Hidayatullah.com– Ketua Umum Ikatan Cendekiawan Muslim Indonesia (ICMI), Prof Jimly Asshiddiqie menyebutkan beberapa teladan M Natsir yang patut diteladani politikus saat ini.
Antara lain integritas dan keikhlasan M Natsir bekerja untuk bangsa dan negara. Yang sangat penting, kata Jimly, M Natsir menggagas mosi integral sehingga adanya NKRI.
“Isu NKRI ini selalu dipertentangkan dengan umat Islam. Pancasila dan Islam terus menerus (dipertentangkan). (Maka) saya rasa baik buat kita untuk mengingatkan seluruh anak bangsa bahwa Pak Natsir, tokoh Masyumi yang lama sekali distigmatisasi, dihadap-hadapkan dengan Pancasila, justru dia ini motor penggerak untuk kita kembali ke NKRI,” terang mantan Ketua Mahkamah Konstitusi (MK) yang dulu pernah berinteraksi dengan M Natsir ini saat ditanya hidayatullah.com.
Hal itu ia sampaikan usai menjadi pembicara Sarasehan “Peran Umat Islam dalam Mempelopori, Mendirikan, Mengawal, dan Membela NKRI” di kantor MUI Pusat, Jakarta, pada Senin (01/04/2019).
Kembali ke NKRI ini, menurut Jimly, sama kelasnya dengan kembali ke UUD 1945. Sehingga, kata dia, tanggal 3 April pantas untuk diperingati.
“Sama penting dengan peristiwa-peristiwa sejarah yang sudah kita tetapkan resmi sebagai hari nasional,” katanya. “Nah (3 April kembali ke NKRI) ini juga harus hari nasional.”
Baca: Peringati Mosi Integral M Natsir, Jimly Usul “Hari NKRI”
Mantan Sekretaris M Natsir, Lukman Hakiem menambahkan, politikus zaman sekarang patut meneladani kejujuran dan kesederhanaan tokoh Masyumi itu.
Ketika jadi Perdana Menteri dan harus pindah ke rumah dinas, tutur Lukman, M Natsir datang ke rumah itu hanya dengan satu koper.

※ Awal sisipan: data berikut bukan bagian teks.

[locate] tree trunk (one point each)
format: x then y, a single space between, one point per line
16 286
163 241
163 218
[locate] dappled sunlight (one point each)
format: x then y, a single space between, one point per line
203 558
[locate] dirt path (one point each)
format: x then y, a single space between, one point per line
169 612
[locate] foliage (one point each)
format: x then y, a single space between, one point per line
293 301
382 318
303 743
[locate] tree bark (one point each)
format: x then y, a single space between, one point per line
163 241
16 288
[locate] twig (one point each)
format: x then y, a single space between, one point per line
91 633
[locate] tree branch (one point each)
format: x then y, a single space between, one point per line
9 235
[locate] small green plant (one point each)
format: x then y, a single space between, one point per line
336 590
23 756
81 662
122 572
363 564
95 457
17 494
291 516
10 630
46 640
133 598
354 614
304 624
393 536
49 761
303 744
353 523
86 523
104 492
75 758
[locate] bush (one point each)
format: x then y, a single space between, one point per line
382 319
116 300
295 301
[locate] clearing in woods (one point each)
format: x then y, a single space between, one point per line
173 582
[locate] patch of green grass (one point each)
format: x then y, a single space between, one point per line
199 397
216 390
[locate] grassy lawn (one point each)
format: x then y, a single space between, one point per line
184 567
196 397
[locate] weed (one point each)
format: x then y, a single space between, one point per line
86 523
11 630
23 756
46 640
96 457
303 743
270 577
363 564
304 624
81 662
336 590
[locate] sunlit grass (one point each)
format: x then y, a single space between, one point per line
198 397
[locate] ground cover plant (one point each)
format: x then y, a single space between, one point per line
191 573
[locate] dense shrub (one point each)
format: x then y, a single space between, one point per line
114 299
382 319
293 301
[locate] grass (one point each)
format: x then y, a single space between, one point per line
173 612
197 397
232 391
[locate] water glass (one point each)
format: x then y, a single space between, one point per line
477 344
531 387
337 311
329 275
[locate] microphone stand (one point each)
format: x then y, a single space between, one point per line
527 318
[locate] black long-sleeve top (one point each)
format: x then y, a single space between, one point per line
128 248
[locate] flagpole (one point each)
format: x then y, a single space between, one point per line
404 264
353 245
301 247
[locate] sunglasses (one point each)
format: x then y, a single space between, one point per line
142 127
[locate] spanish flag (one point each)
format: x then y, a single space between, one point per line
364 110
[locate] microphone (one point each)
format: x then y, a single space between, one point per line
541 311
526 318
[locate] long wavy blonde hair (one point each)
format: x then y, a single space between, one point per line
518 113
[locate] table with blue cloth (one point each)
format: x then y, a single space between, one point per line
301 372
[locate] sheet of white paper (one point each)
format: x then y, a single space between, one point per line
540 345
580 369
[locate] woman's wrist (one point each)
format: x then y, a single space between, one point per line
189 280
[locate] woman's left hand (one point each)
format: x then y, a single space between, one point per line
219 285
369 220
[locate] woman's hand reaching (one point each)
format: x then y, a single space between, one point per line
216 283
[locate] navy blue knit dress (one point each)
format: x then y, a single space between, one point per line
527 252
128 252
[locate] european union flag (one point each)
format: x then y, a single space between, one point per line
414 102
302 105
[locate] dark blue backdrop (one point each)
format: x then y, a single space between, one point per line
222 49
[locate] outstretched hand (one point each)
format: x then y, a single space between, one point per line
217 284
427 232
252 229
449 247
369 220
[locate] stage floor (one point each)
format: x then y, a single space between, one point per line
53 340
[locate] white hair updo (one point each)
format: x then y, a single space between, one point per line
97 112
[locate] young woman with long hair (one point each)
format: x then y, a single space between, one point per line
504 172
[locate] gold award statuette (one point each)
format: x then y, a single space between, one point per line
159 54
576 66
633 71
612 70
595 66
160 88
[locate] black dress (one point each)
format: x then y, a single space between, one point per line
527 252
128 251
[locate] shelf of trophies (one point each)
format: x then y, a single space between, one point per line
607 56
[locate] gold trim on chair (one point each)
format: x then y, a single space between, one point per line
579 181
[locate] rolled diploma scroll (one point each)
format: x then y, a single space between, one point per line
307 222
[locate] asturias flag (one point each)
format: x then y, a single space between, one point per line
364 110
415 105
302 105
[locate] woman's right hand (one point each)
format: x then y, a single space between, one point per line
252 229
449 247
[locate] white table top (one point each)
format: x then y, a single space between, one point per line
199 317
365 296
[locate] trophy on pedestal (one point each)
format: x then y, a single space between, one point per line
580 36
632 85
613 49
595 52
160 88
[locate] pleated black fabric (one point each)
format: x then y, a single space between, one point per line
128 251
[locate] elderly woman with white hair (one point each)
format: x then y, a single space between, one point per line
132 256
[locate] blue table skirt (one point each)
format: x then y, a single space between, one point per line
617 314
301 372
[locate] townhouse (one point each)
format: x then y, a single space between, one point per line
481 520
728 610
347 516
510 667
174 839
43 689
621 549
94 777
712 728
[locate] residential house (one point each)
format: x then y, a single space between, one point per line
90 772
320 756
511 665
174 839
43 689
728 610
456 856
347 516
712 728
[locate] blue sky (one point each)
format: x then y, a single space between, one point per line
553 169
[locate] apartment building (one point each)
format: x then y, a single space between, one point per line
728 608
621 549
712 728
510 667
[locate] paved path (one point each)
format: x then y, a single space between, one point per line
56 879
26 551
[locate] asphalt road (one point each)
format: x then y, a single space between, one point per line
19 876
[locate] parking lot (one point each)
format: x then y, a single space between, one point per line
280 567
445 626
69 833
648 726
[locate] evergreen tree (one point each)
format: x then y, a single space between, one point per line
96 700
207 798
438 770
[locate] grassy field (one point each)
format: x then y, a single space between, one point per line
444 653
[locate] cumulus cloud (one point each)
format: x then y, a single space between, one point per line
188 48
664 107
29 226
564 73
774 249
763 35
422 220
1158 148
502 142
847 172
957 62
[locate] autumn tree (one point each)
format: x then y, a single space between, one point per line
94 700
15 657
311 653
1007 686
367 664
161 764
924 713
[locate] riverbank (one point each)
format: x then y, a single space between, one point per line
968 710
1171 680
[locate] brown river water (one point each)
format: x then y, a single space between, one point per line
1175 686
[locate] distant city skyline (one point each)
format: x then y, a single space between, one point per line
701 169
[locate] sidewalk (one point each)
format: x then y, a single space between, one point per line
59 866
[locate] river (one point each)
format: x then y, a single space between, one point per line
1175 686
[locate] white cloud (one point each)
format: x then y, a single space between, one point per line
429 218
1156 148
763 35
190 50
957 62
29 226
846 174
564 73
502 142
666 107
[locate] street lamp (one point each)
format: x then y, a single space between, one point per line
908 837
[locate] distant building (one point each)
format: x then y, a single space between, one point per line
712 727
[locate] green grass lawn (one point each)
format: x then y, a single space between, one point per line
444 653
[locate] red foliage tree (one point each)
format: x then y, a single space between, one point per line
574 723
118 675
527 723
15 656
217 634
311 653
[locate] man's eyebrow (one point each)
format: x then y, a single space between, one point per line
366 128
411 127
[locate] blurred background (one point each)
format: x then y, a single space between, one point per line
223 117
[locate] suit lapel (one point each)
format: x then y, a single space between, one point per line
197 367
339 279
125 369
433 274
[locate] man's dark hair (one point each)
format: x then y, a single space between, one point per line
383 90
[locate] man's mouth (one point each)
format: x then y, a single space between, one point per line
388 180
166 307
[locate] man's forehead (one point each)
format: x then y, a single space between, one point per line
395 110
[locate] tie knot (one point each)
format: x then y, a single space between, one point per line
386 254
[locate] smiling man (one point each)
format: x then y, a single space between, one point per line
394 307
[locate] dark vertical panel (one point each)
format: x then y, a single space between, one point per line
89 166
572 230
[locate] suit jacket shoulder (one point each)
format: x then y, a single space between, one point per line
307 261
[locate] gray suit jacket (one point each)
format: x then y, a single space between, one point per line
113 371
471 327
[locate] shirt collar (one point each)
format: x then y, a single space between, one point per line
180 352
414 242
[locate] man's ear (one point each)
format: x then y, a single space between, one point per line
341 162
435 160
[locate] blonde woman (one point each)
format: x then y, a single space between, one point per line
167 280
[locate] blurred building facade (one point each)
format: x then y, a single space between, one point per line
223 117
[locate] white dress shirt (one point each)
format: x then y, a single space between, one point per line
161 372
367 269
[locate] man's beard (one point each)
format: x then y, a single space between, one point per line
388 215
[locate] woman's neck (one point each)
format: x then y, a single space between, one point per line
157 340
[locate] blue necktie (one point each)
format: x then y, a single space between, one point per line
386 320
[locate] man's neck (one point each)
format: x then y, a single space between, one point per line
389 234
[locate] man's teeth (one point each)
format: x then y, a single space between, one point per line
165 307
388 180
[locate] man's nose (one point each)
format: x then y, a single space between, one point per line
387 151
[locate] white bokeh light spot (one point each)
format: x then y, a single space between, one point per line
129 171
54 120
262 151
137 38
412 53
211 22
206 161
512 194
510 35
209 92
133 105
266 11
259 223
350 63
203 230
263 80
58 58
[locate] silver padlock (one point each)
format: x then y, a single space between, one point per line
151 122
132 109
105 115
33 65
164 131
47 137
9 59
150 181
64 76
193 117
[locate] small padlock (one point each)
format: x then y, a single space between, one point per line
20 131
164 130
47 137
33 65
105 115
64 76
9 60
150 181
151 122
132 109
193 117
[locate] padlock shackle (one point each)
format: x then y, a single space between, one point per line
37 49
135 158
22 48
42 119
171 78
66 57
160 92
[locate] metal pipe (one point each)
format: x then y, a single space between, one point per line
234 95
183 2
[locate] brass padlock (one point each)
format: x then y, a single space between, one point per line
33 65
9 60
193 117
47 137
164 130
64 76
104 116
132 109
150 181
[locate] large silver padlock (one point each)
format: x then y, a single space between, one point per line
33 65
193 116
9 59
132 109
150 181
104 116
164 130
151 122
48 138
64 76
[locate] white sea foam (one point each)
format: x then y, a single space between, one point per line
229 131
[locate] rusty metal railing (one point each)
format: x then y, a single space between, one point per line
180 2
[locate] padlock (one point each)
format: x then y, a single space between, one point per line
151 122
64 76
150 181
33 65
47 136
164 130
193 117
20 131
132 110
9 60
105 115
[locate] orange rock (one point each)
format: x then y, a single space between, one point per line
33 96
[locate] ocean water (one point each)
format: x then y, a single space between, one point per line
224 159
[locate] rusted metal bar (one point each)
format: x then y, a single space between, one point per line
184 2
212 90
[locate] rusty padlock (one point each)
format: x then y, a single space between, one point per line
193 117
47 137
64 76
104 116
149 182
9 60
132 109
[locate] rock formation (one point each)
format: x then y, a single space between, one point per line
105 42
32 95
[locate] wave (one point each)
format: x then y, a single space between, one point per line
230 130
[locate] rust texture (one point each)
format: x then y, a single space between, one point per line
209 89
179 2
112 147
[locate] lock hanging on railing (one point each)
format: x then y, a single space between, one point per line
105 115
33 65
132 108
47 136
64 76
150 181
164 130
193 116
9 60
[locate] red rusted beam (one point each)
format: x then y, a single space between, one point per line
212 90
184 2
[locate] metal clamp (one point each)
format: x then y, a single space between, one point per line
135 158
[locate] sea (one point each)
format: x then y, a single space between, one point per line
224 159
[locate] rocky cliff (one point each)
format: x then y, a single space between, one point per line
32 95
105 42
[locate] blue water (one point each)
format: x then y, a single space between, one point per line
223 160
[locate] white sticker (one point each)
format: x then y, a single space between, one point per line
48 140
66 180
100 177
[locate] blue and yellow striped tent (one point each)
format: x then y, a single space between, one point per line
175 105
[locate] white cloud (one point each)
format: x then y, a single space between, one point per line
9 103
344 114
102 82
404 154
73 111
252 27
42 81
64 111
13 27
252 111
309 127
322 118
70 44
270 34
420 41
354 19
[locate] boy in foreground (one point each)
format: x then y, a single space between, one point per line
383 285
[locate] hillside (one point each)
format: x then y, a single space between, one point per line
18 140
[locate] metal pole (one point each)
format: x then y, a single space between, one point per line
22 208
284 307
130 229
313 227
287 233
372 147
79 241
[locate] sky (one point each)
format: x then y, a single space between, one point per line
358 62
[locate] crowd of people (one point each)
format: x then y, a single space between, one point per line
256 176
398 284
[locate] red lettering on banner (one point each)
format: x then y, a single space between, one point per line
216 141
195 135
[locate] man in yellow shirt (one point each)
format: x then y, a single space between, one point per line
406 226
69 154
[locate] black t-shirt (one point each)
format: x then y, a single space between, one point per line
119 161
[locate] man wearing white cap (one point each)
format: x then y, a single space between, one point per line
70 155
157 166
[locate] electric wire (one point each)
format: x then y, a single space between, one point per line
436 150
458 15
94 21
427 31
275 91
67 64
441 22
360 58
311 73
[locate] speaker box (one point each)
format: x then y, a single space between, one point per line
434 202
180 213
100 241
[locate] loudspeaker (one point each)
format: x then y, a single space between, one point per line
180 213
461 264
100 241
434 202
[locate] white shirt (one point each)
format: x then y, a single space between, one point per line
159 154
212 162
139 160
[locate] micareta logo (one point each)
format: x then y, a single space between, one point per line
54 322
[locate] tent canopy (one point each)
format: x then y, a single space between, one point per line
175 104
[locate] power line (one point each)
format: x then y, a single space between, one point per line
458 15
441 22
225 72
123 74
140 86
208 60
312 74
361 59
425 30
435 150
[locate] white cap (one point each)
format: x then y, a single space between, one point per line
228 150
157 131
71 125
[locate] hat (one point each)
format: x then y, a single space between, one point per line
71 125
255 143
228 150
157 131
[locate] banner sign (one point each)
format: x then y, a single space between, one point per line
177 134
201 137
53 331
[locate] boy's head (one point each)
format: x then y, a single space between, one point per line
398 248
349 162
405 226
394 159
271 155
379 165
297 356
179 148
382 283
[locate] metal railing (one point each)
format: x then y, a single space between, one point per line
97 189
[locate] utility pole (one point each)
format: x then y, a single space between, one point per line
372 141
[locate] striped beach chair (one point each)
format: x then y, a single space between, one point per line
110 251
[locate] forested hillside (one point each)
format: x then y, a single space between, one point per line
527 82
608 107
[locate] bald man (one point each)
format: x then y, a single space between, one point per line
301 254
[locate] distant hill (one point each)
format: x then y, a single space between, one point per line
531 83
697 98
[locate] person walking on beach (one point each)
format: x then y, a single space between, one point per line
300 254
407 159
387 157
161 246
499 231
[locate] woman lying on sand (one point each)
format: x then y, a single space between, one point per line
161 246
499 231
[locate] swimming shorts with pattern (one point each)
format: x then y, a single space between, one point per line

Dan ketika berhenti jadi Perdana Menteri, M Natsir keluar dari rumah dinas itu juga dengan membawa satu koper.
“Gak bawa yang lain-lain,” tuturnya.
“Mobil dinasnya langsung diserahkan. Padahal masih ada waktu untuk pemilihan Perdana Menteri baru. Tapi Pak Natsir mengatakan, ‘Saya sudah selesai’. Lalu ditinggalkan semuanya. Ditinggalkan tuh mobil di kantor. Lalu beliau pulang numpang sepeda supirnya.”
Teladan M Natsir lainnya, kata Lukman menambahkan, beliau bisa berbeda pendapat tajam dengan siapapun, namun tidak pernah bermusuhan.
“Misalnya, Masyumi dengan PKI itu secara ideologis (berlawanan) keras. Di forum-forum, Pak Natsir berdebat dengan Aidit itu keras. Tapi begitu keluar ruangan, biasa (mereka) ngopi bareng. Karena yang diperdebatkan itu urusan negara, bukan urusan pribadi,” tutur mantan sekretaris M Natsir ini.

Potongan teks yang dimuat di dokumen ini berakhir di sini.